Selon un médecin, les combats ont fait deux morts et une trentaine de blessés, dont un journaliste français. Dimanche après-midi, un journaliste de l’AFP a encore entendu des tirs d’artillerie près de Ben Jawad.

Les insurgés libyens ont également contesté la reprise de Tobrouk. « La région allant d’Ajdabiya à la frontière égyptienne est sous notre contrôle », a assuré Fateh Faraj, un membre du conseil des insurgés à Tobrouk, joint par téléphone.

Offensive à l’arme lourde à Misrata

À Misrata, 3e ville du pays à 150 km à l’est de Tripoli, un habitant et un insurgé ont déclaré par téléphone à l’AFP que la ville était contrôlée par l’insurrection, mais qu’une offensive gouvernementale à l’arme lourde était en cours.

« Les chars tirent des obus sur le centre-ville, près du siège de la radio », a expliqué un habitant. « Les habitants n’ont pas d’armes. Si la communauté internationale n’intervient pas rapidement, ce sera le carnage », a-t-il ajouté.

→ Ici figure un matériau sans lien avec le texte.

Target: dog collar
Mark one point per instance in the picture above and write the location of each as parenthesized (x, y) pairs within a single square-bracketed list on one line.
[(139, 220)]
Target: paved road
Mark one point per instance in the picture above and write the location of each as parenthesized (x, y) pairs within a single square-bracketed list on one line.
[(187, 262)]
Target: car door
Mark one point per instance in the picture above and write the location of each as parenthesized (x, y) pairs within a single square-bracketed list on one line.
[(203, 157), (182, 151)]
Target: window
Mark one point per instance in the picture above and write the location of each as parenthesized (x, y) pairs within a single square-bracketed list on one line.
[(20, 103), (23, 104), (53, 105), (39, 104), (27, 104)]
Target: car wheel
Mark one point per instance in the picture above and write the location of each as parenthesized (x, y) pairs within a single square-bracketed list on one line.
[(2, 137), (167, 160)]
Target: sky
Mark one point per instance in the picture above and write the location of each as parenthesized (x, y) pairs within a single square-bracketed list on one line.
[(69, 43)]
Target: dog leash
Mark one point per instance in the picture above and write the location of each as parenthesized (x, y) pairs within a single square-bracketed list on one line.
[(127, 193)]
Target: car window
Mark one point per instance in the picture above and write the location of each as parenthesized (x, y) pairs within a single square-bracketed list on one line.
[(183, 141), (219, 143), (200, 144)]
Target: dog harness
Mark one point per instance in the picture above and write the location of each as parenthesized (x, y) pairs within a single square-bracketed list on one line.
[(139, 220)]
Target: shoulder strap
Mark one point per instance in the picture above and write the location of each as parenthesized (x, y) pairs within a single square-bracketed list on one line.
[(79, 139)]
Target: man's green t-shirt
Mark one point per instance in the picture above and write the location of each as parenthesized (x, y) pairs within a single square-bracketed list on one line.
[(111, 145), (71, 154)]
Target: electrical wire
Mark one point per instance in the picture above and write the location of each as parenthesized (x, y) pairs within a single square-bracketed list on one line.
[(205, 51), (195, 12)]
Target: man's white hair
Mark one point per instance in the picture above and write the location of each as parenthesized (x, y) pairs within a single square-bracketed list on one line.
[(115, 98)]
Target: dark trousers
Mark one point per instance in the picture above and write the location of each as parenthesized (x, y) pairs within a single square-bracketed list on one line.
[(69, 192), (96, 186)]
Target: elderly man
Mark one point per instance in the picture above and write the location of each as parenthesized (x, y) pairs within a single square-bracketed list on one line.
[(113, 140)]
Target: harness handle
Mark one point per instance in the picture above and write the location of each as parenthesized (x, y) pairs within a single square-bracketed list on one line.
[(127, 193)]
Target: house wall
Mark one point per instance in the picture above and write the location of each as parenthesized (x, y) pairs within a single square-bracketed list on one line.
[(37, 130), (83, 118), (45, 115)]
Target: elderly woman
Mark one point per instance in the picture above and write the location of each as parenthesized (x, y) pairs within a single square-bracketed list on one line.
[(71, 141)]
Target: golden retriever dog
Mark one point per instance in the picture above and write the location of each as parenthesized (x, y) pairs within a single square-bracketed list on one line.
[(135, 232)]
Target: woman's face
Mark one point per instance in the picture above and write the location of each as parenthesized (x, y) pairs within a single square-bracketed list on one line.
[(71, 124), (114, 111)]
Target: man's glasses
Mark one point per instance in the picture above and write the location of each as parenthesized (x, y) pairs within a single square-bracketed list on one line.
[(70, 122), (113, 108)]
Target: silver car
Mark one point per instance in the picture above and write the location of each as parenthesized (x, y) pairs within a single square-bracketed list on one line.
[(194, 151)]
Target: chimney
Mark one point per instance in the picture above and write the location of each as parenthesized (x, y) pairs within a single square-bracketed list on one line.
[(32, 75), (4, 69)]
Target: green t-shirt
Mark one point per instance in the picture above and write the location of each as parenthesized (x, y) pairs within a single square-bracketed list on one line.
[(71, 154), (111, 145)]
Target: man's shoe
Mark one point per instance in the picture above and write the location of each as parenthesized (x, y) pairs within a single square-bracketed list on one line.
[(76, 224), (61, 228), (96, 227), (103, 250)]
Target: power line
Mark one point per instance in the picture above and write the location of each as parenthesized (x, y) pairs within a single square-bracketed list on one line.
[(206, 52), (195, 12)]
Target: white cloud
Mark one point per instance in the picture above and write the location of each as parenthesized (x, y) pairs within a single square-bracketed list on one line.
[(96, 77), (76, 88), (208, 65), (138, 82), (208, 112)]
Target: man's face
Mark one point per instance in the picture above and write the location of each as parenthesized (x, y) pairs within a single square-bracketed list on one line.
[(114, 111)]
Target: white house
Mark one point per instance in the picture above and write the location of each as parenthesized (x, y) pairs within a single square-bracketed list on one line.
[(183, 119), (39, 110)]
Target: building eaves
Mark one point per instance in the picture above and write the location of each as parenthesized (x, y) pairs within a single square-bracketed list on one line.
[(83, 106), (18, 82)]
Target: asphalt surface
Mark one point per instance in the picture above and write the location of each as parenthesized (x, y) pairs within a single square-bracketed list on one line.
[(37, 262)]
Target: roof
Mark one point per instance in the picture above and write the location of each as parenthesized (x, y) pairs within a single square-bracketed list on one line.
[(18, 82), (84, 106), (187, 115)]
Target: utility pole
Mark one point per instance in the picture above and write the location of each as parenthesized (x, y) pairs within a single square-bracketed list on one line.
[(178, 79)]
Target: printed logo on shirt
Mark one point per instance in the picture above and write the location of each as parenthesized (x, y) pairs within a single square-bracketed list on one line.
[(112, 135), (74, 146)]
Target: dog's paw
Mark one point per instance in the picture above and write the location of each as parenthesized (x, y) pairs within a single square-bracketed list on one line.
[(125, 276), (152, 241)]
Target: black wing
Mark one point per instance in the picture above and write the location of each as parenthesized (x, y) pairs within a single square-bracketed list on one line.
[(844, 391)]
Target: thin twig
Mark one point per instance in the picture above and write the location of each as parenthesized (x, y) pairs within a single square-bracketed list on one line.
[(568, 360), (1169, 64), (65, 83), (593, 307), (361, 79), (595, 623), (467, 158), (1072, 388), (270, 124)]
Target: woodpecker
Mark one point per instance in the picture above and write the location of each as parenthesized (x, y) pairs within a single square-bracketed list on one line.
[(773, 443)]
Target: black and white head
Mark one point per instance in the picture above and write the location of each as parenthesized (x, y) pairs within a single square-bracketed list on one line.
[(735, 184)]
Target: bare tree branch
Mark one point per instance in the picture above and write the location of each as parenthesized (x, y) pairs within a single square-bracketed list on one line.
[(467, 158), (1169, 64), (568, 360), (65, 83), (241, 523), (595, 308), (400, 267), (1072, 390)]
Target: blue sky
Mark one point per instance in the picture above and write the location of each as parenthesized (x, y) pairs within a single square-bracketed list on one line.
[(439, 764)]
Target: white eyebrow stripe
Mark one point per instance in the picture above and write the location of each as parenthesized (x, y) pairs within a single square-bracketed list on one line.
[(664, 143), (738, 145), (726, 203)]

À Tripoli, le régime a orchestré une manifestation de soutien au colonel Kadhafi pour célébrer la « victoire ». Soldats, policiers et miliciens ont tiré en l’air en signe de joie. « Nous avons gagné, Al-Qaïda est parti », affirmait un soldat. Dans le centre, 4 000 à 5 000 partisans de Kadhafi se sont rassemblés sur la place Verte.

Samedi, le gouvernement avait mené une importante contre-offensive à Zawiyah, à 60 km à l’ouest de Tripoli, tuant au moins sept personnes selon une source médicale.

Sur le plan politique, les insurgés continuaient de s’organiser. Le Conseil national créé le 27 février par l’insurrection s’est réuni samedi pour la première fois et s’est déclaré « le seul représentant de la Libye ».

La France favorable à une zone d’interdiction aérienne

Dimanche, la France a salué ce Conseil national, apportant son « soutien aux principes qui l’animent et aux objectifs qu’il s’assigne ». Le ministre français des Affaires étrangères, Alain Juppé, a cependant estimé qu’une intervention militaire aurait des « effets négatifs » et s’est prononcé en faveur d’une zone d’interdiction aérienne pour empêcher les bombardements.

Londres a confirmé qu’une « petite équipe diplomatique » britannique se trouvait à Benghazi. Selon l’opposition libyenne, un diplomate et des militaires britanniques ont été arrêtés après leur arrivée dans une zone contrôlée par les insurgés et se trouvent désormais « en sécurité ».

À l’ONU, des diplomates ont annoncé dimanche que la commission des sanctions sur la Libye tiendrait sa première réunion dans les prochains jours et serait présidée par le Portugal.

Plus de 191 000 personnes ont fui à ce jour les violences et environ 10 000 personnes déplacées se dirigeaient vers la frontière égyptienne, selon l’ONU.

Le Royaume-Uni, qui a déjà évacué vers Le Caire plus de 6 000 Égyptiens réfugiés à la frontière tunisienne, a annoncé dimanche qu’il allait rapatrier 500 Bangladais ayant fui les violences en Libye.